Art Deco Homes in Washington DC Area

The term Art Deco evokes memories of a long-ago era of style and glamour, from film to other forms of popular culture. But this early 20th Century design movement has also had a more lasting architectural influence in Washington DC and the larger DC Metropolitan area.

When it comes to construction, the design principle is most commonly found in commercial or multiunit residential structures rather than detached single-family homes for sale. That certainly isn’t a hard-and-fast rule, as there are examples of Deco houses here and there. But the style with its geometric influences is more typically associated with old stores, hotels or apartment buildings that have more recently converted to condos for sale.

The Origins of Art Deco

Art Deco is commonly thought to have originated in France in the early 1920s, particularly through the International Exhibition of Modern Decorative and Industrial Arts in Paris, 1925. It wasn’t long before the clean, classic lines gained popularity.

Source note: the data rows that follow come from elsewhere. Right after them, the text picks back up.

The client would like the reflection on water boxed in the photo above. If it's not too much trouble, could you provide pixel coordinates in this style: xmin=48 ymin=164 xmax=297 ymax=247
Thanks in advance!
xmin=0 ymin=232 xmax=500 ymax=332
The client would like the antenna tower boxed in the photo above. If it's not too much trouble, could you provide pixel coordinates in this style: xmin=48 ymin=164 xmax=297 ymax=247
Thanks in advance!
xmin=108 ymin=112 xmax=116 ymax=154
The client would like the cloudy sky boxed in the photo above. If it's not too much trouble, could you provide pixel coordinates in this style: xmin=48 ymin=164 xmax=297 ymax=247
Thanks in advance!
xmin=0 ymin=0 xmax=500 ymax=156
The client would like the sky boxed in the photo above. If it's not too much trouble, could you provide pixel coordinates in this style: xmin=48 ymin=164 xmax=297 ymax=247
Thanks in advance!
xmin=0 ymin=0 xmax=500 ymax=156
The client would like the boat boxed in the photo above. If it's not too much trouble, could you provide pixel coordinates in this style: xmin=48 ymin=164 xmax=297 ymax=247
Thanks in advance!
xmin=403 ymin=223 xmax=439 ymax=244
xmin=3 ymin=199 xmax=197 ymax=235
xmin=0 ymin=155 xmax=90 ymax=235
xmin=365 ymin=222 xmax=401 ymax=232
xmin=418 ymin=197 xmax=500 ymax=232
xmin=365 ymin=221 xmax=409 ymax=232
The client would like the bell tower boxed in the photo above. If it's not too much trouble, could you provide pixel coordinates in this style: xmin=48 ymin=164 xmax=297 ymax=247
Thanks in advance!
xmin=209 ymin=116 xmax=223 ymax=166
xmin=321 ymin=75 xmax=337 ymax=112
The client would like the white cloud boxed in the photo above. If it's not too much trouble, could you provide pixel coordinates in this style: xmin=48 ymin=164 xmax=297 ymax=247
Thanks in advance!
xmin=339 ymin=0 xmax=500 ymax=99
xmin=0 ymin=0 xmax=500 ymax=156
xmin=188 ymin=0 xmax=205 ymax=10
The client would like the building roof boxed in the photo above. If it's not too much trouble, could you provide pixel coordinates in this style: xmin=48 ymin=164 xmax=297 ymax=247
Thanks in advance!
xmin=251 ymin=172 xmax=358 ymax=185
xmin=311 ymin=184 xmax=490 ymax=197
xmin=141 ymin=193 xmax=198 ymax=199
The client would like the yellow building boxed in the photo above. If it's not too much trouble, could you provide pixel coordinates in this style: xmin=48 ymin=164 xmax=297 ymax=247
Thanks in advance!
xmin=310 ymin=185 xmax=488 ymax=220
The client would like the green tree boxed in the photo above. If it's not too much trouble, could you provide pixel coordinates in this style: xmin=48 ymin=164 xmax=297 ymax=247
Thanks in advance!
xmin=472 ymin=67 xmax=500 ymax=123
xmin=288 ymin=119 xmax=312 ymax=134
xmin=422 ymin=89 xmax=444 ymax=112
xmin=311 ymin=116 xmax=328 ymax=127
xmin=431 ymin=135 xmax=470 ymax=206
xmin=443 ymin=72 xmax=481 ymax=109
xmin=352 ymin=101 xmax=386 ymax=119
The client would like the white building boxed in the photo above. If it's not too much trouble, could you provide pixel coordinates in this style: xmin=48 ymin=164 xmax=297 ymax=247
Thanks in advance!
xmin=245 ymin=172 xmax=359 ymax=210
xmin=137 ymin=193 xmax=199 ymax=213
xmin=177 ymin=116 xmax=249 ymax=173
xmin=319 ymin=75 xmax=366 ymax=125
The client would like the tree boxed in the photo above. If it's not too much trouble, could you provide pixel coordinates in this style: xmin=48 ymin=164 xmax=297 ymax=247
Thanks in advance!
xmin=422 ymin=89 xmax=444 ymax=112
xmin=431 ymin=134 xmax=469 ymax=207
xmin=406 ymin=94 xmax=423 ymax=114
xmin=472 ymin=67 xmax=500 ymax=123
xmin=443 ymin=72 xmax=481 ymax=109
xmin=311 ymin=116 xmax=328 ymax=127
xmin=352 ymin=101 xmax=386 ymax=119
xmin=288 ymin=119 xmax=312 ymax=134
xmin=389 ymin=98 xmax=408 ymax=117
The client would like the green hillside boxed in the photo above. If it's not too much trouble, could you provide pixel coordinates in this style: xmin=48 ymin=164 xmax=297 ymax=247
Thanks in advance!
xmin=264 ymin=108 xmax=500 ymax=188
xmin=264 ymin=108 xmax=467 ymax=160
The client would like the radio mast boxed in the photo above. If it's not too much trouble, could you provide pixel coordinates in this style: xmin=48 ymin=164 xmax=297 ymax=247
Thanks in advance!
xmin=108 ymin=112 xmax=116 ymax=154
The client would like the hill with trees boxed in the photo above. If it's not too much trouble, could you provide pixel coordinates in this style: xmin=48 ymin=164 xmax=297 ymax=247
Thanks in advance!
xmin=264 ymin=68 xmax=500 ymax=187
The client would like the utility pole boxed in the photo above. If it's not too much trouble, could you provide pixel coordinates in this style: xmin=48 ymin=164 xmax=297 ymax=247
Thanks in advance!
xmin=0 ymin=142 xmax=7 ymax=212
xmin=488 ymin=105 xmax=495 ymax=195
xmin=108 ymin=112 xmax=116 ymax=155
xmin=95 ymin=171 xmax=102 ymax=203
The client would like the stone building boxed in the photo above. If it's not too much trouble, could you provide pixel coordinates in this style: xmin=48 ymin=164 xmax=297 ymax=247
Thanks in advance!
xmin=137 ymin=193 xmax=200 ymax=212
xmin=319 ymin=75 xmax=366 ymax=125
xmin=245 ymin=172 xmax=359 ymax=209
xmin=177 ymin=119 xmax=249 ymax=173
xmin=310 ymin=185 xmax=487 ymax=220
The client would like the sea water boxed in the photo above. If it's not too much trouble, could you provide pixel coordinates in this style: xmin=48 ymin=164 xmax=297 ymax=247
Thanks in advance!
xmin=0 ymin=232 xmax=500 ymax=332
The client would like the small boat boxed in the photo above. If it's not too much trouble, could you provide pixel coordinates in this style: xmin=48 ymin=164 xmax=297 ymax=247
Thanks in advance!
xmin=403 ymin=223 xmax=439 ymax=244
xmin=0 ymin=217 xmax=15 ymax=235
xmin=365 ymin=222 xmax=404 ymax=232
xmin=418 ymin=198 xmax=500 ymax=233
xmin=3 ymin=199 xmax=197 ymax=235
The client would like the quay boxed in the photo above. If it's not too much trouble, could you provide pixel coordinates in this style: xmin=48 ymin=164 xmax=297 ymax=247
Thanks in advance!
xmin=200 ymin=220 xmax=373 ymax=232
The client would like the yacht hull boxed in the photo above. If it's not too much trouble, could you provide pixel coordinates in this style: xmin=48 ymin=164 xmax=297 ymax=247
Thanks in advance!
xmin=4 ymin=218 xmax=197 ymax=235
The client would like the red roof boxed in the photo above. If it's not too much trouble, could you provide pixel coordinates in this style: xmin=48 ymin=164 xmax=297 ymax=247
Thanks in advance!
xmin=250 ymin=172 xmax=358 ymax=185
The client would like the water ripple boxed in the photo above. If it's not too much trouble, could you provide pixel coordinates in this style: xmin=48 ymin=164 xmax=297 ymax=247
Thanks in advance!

Hollywood set designers were especially keen on the look during the 1930s—Busby Berkeley musicals are a good example with their stark white ballrooms as well as incredible staircases arranged in striking symmetry as showcases for dancers

Movie theaters, storefronts and other buildings were prime recipients for a design movement that had certain common denominators, but that didn’t always adhere to the same rules. For instance, cubism and hard angles were present in many Deco designs while others favored sweeping curvilinear shapes. The sleeker Streamline Moderne offshoot is a good example of the latter.

 Where are Art Deco Buildings Found in DC?

Art Deco architecture can be found throughout the Washington Metropolitan area. However, there is a larger concentration within the District itself.

The Streamline Moderne offshoot mentioned above is nicely represented by the Cityline at Tenley. Originally an iconic Sears Roebuck store, the structure with its curved façade has now been redeveloped, perched on top of a Metro station, and featuring 204 luxury condos for sale plus ground-level retail.

Other interesting Deco condominium conversions include Capitol Vista, a classic 1921 building on Capitol Hill; the New Plaza in Logan Circle (built in 1937) and the fabulous Woodley Park Towers, built in 1929 and listed in James Goode’s Best Addresses.